A gold acceleration curve climbing steeply from 1,000 manual PRs to a glowing 2,000 milestone

2000 Pull Requests

2 min read
milestone agentic ai

I started RoleReady in August 2025. The first thousand merged pull requests took about seven months. The second took four.

How it used to go

For the first thousand, the loop was ordinary. I wrote the code, opened the PR, reviewed the diff myself, and merged it. The pace was whatever I could type into an editor in a day. When I crossed 1,000 in March, I called the count “mostly a record of showing up.” A thousand PRs by hand is just persistence.

The loop changed

Somewhere between 1,000 and 2,000, shipping stopped being me at a keyboard and started being me with a crew.

I hand an AI firstmate a goal. It breaks the work into tasks and sends out crewmate agents, each in its own git worktree. One agent takes a branch, digs into the code, writes the change, runs the tests, opens a PR, and when the work is within my standing authority, merges it to main itself. A few agents do not write code at all. They read the repo, trace the call sites, and report back so the next agent does not start cold. The firstmate keeps the streams from stepping on each other.

I am one of the slower parts of that pipeline now. The agents row. I steer.

The numbers

  • A focused session lands 40-plus merged PRs. Reviewed, tested, and merged, not just commits.
  • Tests run on every one before merge. That used to be the thing I quietly skipped at 1am. The agents do not skip it, because they do not get tired.
  • Small, atomic changes are the norm now. Big risky mega-PRs have mostly disappeared.

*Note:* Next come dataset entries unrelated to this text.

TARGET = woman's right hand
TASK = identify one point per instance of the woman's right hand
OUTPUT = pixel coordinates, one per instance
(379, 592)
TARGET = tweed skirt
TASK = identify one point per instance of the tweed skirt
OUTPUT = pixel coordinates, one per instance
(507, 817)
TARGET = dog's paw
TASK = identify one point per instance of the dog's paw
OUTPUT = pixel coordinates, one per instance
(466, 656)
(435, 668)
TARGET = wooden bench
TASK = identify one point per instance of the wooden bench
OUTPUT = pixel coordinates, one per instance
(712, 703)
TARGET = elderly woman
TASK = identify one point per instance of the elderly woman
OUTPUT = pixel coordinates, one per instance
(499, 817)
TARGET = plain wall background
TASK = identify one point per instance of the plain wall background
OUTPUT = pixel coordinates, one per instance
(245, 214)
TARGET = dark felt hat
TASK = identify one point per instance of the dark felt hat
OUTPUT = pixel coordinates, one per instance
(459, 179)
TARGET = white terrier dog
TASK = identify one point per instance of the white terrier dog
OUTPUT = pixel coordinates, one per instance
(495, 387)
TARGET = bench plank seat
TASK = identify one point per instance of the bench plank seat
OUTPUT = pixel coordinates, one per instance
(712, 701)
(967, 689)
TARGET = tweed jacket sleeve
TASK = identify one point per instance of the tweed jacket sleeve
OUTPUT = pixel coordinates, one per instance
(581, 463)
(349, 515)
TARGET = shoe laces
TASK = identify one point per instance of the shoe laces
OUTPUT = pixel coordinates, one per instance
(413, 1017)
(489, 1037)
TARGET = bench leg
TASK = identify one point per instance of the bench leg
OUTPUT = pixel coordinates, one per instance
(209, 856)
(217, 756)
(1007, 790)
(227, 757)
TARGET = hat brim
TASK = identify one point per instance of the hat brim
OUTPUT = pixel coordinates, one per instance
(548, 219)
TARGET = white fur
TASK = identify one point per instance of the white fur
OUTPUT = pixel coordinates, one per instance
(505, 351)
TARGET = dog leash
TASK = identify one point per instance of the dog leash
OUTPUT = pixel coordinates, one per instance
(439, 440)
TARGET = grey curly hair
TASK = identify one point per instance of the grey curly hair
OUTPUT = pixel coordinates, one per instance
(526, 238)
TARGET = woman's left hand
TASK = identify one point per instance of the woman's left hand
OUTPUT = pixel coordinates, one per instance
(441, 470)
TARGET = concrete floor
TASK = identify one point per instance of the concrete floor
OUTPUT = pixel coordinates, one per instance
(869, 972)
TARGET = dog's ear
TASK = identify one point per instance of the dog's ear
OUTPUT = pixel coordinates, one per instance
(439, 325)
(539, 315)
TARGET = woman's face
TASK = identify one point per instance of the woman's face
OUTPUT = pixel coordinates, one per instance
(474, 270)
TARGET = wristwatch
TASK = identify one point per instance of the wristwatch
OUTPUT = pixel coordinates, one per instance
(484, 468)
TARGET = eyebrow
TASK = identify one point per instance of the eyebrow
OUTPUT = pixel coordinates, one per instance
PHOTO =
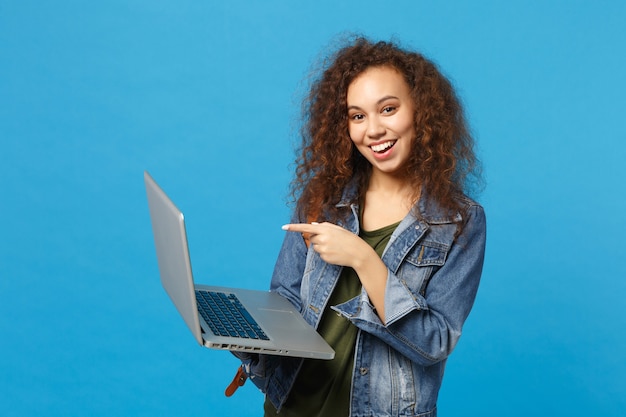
(383, 99)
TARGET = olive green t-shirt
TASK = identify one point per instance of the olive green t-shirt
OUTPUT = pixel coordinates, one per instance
(322, 388)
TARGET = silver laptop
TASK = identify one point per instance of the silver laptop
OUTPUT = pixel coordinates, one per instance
(219, 317)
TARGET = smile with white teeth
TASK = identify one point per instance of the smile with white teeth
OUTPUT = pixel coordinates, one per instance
(382, 147)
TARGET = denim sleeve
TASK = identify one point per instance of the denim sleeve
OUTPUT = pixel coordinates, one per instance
(426, 328)
(286, 281)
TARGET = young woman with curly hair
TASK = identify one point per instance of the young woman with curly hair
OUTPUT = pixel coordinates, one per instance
(388, 249)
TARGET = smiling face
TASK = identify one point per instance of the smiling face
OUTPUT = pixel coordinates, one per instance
(380, 118)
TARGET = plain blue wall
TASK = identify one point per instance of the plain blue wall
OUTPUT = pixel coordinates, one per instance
(205, 95)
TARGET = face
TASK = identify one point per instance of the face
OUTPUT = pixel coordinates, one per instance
(380, 118)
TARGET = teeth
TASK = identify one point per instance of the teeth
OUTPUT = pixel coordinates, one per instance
(383, 146)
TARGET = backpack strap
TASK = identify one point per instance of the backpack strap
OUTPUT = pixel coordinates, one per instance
(238, 381)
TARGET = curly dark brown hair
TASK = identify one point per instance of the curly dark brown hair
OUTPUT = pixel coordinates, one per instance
(442, 158)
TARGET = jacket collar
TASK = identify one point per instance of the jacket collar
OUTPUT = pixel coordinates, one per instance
(428, 209)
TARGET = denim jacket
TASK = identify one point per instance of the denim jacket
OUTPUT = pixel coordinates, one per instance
(433, 277)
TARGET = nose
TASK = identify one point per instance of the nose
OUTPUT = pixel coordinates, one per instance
(375, 129)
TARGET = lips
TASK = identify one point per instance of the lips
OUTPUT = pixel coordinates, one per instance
(383, 146)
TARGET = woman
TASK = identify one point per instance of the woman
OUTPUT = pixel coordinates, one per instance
(385, 251)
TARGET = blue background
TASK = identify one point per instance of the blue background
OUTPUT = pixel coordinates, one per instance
(205, 95)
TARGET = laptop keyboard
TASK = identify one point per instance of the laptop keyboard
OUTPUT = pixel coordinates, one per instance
(226, 316)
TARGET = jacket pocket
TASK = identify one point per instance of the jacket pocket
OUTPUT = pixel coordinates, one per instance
(420, 264)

The contribution graph on this site has a tooltip: “agentic flow means this is meaningless tho!” I wrote that before the count got this steep. A 272-commit day tells you how many streams were running, not how hard I worked.

The rough edges

The agents move at machine speed, which means they break things at machine speed too. I have shipped production bugs I would never have written by hand. A recent one was an unmemoized selector that recomputed on every render. An agent “fixed” something next to it and missed the selector, because the selector was not its job.

A crewmate can find a failing case, open a fix, run the tests, and merge before I finish reading the original report. Good for recovery. Also how a bad pattern spreads across the codebase in an afternoon if the first copy looked fine. Guardrails matter more than they used to.

My typing stopped being the bottleneck. My judgment did not, and I am trying to keep it ahead of the agents.